Olivier Véran a aussi expliqué que sa gestion de l'épidémie s'appuyait sur "les modèles de l'Institut Pasteur". Ces modélisations disent que "ça va monter jusqu’à la fin mars, on risque d’atteindre 120 000-150 000 contaminations par jour, et ensuite on s’attend à une décroissance", a-t-il défendu. Ces modélisations se basent cependant sur des projections potentiellement "trop optimistes", comme le précisait l'étude mise en ligne par l'Institut Pasteur.
Il n'y a "pas lieu" de remettre en place des mesures de freinage de l'épidémie, a-t-il encore dans Le Parisien. Le ministre a de nouveau dit s'attendre à "voir monter les contaminations jusqu'à fin mars, avant une décrue en avril". Olivier Véran en a profité pour récuser l'idée que la levée des restrictions ait été un geste en période de campagne présidentielle.
"Si nous avions conservé les mesures, certains auraient dénoncé une manœuvre électoraliste pour maintenir un niveau de peur soi-disant utile au président. Quand on les lève, les mêmes nous disent que c'est électoraliste."
Olivier Véran, ministre de la Santédans "Le Parisien"

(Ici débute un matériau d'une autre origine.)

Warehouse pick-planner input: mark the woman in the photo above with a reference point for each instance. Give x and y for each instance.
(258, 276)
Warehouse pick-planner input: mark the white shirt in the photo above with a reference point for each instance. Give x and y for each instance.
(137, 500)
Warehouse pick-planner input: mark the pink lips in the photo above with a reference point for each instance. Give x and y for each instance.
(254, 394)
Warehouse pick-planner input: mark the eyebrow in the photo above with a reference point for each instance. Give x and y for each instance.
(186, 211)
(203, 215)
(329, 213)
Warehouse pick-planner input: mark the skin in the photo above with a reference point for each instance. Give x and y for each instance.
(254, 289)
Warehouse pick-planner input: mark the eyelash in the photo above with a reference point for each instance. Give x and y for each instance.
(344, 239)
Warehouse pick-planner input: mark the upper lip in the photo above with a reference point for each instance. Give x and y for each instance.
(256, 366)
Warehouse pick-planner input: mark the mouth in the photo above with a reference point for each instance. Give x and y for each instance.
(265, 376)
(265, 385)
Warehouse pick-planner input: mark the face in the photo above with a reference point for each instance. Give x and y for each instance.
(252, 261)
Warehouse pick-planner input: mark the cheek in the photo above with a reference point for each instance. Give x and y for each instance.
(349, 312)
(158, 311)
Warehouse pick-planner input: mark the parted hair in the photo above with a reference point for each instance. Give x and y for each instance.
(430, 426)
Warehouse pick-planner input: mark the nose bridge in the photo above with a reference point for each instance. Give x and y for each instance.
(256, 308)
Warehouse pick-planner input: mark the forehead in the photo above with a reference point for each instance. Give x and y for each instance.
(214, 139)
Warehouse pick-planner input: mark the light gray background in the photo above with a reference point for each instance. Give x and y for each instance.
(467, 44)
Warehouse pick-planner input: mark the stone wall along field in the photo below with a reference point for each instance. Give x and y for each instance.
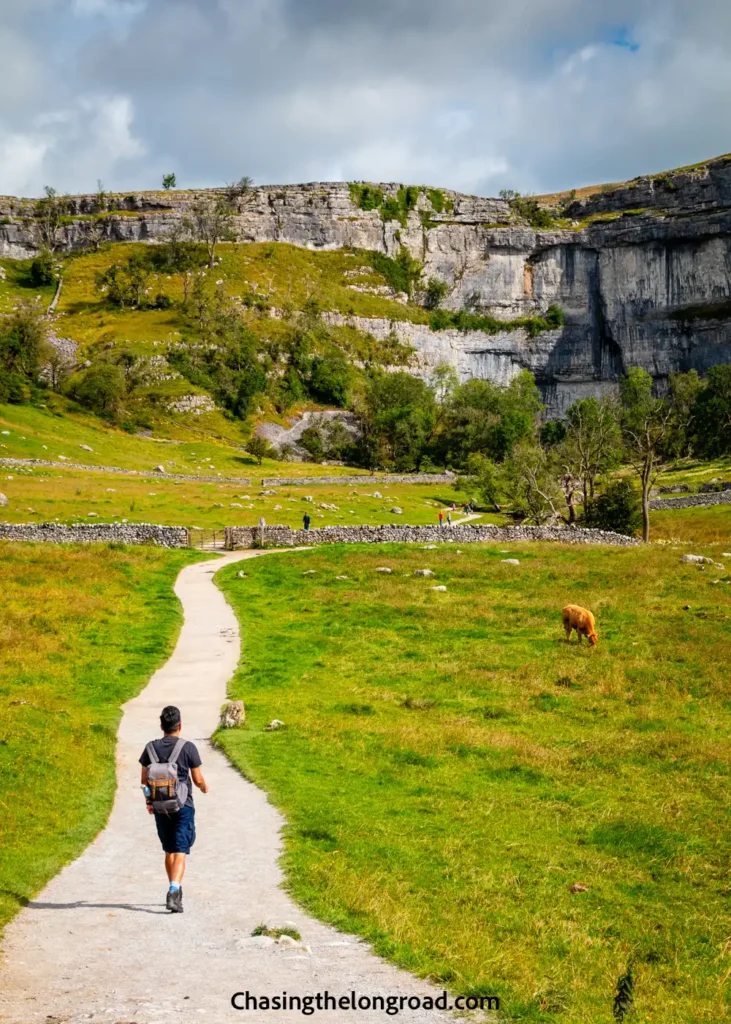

Le futur calendrier de l'exécutif est clair : "Si on devait constater que parmi les 65-80 ans, le taux d'incidence devait monter, que le rebond ne durerait pas deux semaines mais trois ou quatre semaines, on se reposera la question." Olivier Véran a d'ailleurs précisé que le gouvernement et les autorités sanitaires "encouragent les personnes fragiles à continuer à porter le masque".